LOS ANGELES – A former owner of a T-Mobile retail store in Eagle Rock was sentenced today to 120 months in federal prison for his multimillion-dollar scheme in which he stole T-Mobile employee credentials and illegally accessed the company’s internal computer systems to illicitly “unlock” and “unblock” cellphones.
Argishti Khudaverdyan, 44, of Burbank, was sentenced by United States District Judge Stephen V. Wilson, who also ordered him to pay $28,473,535 in restitution.
Khudaverdyan ran a multi-year scheme that illegally unlocked and unblocked cellphones, which generated tens of millions of dollars in criminal proceeds. During this time, most cellphone companies – including T-Mobile – “locked” their customers’ phones so they could be used only on the company’s network until the customers’ phone and service contracts had been fulfilled. If customers wanted to switch to a different carrier, their phones had to be “unlocked.” Carriers also “blocked” cellphones to protect consumers in the case of lost or stolen cellphones.
From August 2014 to June 2019, Khudaverdyan fraudulently unlocked and unblocked cellphones on T-Mobile’s network, as well as the networks of Sprint, AT&T, and other carriers. Removing the unlock allowed the phones to be sold on the black market and enabled T-Mobile customers to stop using T-Mobile’s services and thereby deprive T-Mobile of revenue generated from customers’ service contracts and equipment installment plans.

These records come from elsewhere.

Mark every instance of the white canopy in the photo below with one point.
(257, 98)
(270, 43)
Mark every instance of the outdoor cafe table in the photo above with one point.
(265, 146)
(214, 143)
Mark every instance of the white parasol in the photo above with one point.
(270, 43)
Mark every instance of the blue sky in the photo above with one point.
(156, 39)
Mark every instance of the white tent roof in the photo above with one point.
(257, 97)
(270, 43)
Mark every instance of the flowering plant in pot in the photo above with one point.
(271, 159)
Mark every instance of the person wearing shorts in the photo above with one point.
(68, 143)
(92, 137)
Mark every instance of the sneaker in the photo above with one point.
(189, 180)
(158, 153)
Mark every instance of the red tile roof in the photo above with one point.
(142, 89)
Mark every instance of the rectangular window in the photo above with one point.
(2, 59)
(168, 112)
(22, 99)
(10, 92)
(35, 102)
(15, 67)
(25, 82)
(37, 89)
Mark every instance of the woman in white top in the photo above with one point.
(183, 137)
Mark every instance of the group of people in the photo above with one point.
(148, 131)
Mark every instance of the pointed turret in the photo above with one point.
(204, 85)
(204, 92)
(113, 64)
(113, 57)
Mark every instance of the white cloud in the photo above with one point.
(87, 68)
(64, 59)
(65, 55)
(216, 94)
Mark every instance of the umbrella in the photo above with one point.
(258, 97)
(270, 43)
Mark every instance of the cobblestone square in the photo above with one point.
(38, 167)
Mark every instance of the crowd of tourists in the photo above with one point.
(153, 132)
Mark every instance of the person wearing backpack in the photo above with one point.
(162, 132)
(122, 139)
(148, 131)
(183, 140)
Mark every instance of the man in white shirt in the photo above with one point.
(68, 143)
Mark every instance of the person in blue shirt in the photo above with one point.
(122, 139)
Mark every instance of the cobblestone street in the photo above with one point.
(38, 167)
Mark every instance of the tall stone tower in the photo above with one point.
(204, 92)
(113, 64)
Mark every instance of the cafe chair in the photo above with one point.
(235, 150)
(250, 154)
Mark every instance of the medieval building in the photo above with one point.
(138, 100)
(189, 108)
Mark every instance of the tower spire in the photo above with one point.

Khudaverdyan advertised his fraudulent unlocking services through brokers, email solicitations and websites. He falsely claimed the fraudulent unlocks that he provided were “official” T-Mobile unlocks.
From January 2017 through June 2017, Khudaverdyan and a former business partner were also co-owners of Top Tier Solutions Inc., a T-Mobile store in Eagle Rock Plaza. However, after T-Mobile terminated Khudaverdyan’s contract in June 2017 based on his suspicious computer behavior and association with unauthorized unlocking of cellphones, Khudaverdyan continued his fraud.
To gain unauthorized access to T-Mobile’s protected internal computers, Khudaverdyan obtained T-Mobile employees’ credentials through various dishonest means, including sending phishing emails that appeared to be legitimate T-Mobile correspondence, and socially engineering the T-Mobile IT Help Desk. Khudaverdyan used the fraudulent emails to trick T-Mobile employees to log in with their employee credentials so he could harvest the employees’ information and fraudulently unlock the phones.
In total, Khudaverdyan and others compromised and stole more than 50 different T-Mobile employees’ credentials from employees across the United States, and they unlocked and unblocked hundreds of thousands of cellphones during the years of the scheme.
Khudaverdyan obtained more than $25 million for these criminal activities. He used these illegal proceeds to pay for, among other things, real estate in Burbank and Northridge.
In a sentencing memorandum, prosecutors argued that Khudaverdyan was “a sophisticated fraudster with no remorse for his crimes. He personally caused millions of dollars in losses to wireless carriers while furthering the trafficking of lost and stolen cell phones.”
At the conclusion of a four-day trial, a federal jury on August 1 found Khudaverdyan of 14 felonies: one count of conspiracy to commit wire fraud, three counts of wire fraud, two counts of accessing a computer to defraud and obtain value, one count of intentionally accessing a computer without authorization to obtain information, one count of conspiracy to commit money laundering, five counts of money laundering, and one count of aggravated identity theft.
Alen Gharehbagloo, 43, of La Cañada Flintridge, a co-defendant and a former co-owner of Top Tier Solutions Inc., pleaded guilty on July 5 to three felonies: conspiracy to commit wire fraud, accessing a protected computer with intent to defraud, and conspiracy to commit money laundering. His sentencing hearing is scheduled for February 13, 2023.
The United States Secret Service’s Cyber Fraud Task Force (CFTF) and IRS Criminal Investigation investigated this matter. The CFTF includes representatives of the United States Secret Service, the FBI, the Los Angeles Police Department, the Los Angeles County District Attorney’s Office, and the California Highway Patrol.
Assistant United States Attorneys Lisa E. Feldman and Andrew M. Roach of the Cyber and Intellectual Property Crimes Section prosecuted this case. Assistant United States Attorney Jonathan S. Galatzan, Chief of the Asset Forfeiture and Recovery Section, is handling the asset forfeiture portion of this case.